There are Latina women who do not know that their life experience and voice is important beyond the family and should belong in the picture of the grand scheme of American History. When I read Latino literature or writings about Latinos, I can’t help but notice that the majority of the Latina grandmothers in the stories tend to be brujas or wise old medicine women; there is a certain magic about old Latina ladies in books and culture. The hard work it takes to become a wise old woman is not addressed. The things overcome and adjusted to in a life are brushed over and any reward for women in the Latino literature and culture seems to come from the men in their life. I am also thinking about my grandmother while I say that. Juanita Valenzuela, my grandma, was born sometime in the 1910′s and lived in Texas her whole life, never leaving the farm or even owning shoes until she was thirteen years old and about to be married. Her first husband was a traveling salesman. He sold cure-alls and snake oils from the back of his rickety old wagon. It is said that he never gave her money but took half of the food on the road with him. They had five children, all girls. Once when he came back to restock, he went drinking at the cantina. After a few too many drinks, a knock-em dead all out fist fight broke out between he and Grandma’s father, over the love of a saloon girl. Great-grandpa shot Grandma Juanita’s first husband that day because they’d agreed to an old western style duel to be held in a nearby meadow; it was the 1930s. When Grandpa heard about the murder of his brother, he married my grandma, as per the custom of the culture, and made five more children with her. The first son born, after two more daughters, is my father.

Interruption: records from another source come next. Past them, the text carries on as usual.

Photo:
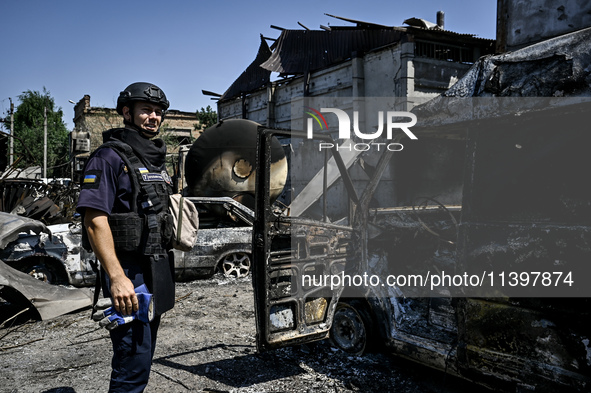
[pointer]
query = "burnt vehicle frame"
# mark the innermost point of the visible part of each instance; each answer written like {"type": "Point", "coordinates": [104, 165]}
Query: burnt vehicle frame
{"type": "Point", "coordinates": [223, 240]}
{"type": "Point", "coordinates": [503, 342]}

My dad told me the story and I could not help but notice that he, like everyone, is intrigued by the details of the murder of a man by a father-in-law. My biggest concern was my poor grandma. I did not learn of the immense trauma it caused her heart. I did not hear that she was in love or even if she had a say in getting married at all. Her role was simply daughter,wife, mother. Grandma had been working very hard while the first husband went on the road and while my Grandpa went to play in the big band night clubs every night.. The day-in and day-out of her hard working life included started her own business dress altering and repair. She could sew fantastically since childhood. She also made quinceanera and wedding dresses, as well as clothes for all of the children. On top of that she raised ten happy children, ran a farm and then in the 1940s or 50s a small record label for big band and Tejano music with my Grandpa Valenzuela. My grandma did all she could without ever attending school or even knowing how to read. I used to read the sales adds to her when I was in kindergarten.
I am a Chicana, an American of Mexican ancestry, and I was raised by Grandma Valenzuela. She taught me what being a lady means in our culture; women look to their mothers as role models, and for cultural guidance. She raised me from a four year old until I was nine years old and her lessons of what a strong, resilient, Chicana woman looks like has never left me. She inspires me so much even as she is in her mid-nineties now. Alzheimer’s has taken her mind, for the most part. I am compelled to tell her story to not only recognize her legacy, but also to discuss the importance of her, and so many like her’s, imprint on American culture. My grandma has more children, grandchildren, great and great-great-grandchildren than can be counted. We are all blooming in her honor, because she taught us how to be good people. The story of Juanita Valenzuela belongs in the history books as a great American story and to serve as inspiration to Latina’s all over the country. Stories like my Grandma’s don’t get told often enough. The house she lives in now was the first and only house my grandpa bought for her. It was the first one on that street and when the city was naming the street, they named it Juanita Street after grandpa died. It was and still is her piece of land– Juanita Street, San Antonio, Texas. What is your Grandmother’s story? What hardships did she over come so that you could go to college, start your own business, or contribute to society in some sort of a positive manner?